Runner’s World April 2005
By Jeff Galloway
Q. How long should I run before doing races?
A. Beginning runners are usually prepared for their first 5-K or
10-K run after two months of running every other day, and having
completed one run that is at least the distance of the race.
The most common mistake beginners make during their first race is
starting out too fast, the really struggling before the finish.
The bottom line is that you really can’t start too slowly
during your first race. Practice your extra-slow start by beginning
all or your training runs at a markedly easy pace. And during one
run per week, experiment with different ratios of walk breaks (for
example, walking one minutes every five minutes for a 10-K), which
will keep you fresh during the race.
The Excuse (And How To Beat It)
Running is for loners - I prefer group sports.
Running isn’t necessarily a solo sport. In fact, people have
been running together for ages. Think about it: Primitive man gathered
in groups whenever they covered long distances, helping each other
along the way in order to survive. Sounds to me like most running
clubs (just substitute shorts for loincloths).
Whether you’re interested in running with a group or just
one or two steady partners, it’s best to start your search
with a local running club. Ask experienced staffers at a specialty
running store for contact information on clubs or training groups
in your area. You can also try a Web search, typing in "running
clubs" and your city, or visit rrca.org, usatf.org, or runinjuryfree.com.
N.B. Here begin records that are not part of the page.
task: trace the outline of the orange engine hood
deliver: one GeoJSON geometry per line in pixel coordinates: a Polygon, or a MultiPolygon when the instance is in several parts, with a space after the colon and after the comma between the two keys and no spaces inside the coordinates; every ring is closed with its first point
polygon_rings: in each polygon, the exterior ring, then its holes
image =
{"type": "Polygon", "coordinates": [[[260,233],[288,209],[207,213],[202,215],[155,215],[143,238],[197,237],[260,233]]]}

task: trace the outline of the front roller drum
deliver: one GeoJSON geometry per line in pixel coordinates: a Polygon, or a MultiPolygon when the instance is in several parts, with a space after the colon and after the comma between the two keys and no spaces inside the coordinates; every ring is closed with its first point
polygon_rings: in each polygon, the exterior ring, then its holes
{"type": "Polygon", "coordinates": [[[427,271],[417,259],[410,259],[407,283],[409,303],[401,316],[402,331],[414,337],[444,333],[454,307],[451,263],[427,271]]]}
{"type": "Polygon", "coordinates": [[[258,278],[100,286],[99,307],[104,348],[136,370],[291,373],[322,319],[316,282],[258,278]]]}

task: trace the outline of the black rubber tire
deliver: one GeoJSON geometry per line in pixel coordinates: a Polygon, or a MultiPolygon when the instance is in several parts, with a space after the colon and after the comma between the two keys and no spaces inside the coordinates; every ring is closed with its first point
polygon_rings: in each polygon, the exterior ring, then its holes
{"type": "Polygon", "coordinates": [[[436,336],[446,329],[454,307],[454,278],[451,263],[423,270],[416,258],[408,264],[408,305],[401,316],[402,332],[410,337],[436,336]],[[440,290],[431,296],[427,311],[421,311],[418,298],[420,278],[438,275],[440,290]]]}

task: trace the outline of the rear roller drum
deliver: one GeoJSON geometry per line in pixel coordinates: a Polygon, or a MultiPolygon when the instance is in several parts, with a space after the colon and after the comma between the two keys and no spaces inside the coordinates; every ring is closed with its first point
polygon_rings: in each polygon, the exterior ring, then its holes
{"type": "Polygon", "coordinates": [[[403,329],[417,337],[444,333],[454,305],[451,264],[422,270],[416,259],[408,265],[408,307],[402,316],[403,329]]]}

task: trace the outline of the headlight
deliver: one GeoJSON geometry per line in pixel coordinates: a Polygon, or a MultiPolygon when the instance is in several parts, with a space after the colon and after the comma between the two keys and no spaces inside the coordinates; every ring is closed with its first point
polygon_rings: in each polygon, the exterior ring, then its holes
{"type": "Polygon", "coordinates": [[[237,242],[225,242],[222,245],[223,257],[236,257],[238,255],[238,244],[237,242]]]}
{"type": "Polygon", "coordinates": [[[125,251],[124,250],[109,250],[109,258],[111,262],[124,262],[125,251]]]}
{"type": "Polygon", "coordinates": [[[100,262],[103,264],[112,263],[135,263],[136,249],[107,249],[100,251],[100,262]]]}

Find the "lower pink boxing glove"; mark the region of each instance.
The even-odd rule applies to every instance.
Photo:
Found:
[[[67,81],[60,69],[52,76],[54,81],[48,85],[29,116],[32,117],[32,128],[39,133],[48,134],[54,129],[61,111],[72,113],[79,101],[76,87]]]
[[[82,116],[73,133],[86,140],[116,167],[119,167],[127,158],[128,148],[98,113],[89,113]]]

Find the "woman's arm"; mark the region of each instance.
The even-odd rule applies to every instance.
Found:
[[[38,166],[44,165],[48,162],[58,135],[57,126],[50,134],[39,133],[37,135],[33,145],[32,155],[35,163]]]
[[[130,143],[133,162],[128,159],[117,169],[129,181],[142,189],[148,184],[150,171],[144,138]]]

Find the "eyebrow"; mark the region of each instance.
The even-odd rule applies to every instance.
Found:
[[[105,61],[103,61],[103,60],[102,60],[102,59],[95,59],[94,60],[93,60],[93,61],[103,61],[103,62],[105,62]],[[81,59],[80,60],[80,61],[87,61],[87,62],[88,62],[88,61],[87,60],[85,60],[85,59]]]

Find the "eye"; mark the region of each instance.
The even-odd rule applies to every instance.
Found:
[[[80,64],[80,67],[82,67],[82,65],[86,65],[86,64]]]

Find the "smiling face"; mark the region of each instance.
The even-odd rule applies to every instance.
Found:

Before heading out with a group, talk with at least one member to
find out if you’ll fit in. Ask how many other members run
your pace. If all the runners are much faster or slower, look for
another group. Also ask how far the group goes on its scheduled
runs. If their runs are more than a mile farther than you’ve
run in the past two weeks, keep looking so you won’t feel
pressured to go longer than you should.
Spring Ahead: A Workout To Power Up Your Running
It may still look dark and cold outside, but the calendar says it’s
time to break out of that winter slog. To add strength to your stride,
challenge your legs once per week by running repeats on a surface
that offers increased resistance, such as a moderate hill, a sandy
area, or a patch of thick grass. After an easy 10-minute jog, run
30 to 50 steps at a slightly faster than normal training pace. Walk
back to the starting point so that you feel rested, and repeat,
running the second one a bit faster than the first. Try four of
these strength segments, getting slightly faster on each if possible,
and increase by one segment each session. Once you reach eight,
lengthen the hill or sand segment by 10 to 15 steps and start back
at five repeats. Cool down with 10 minutes of easy jogging.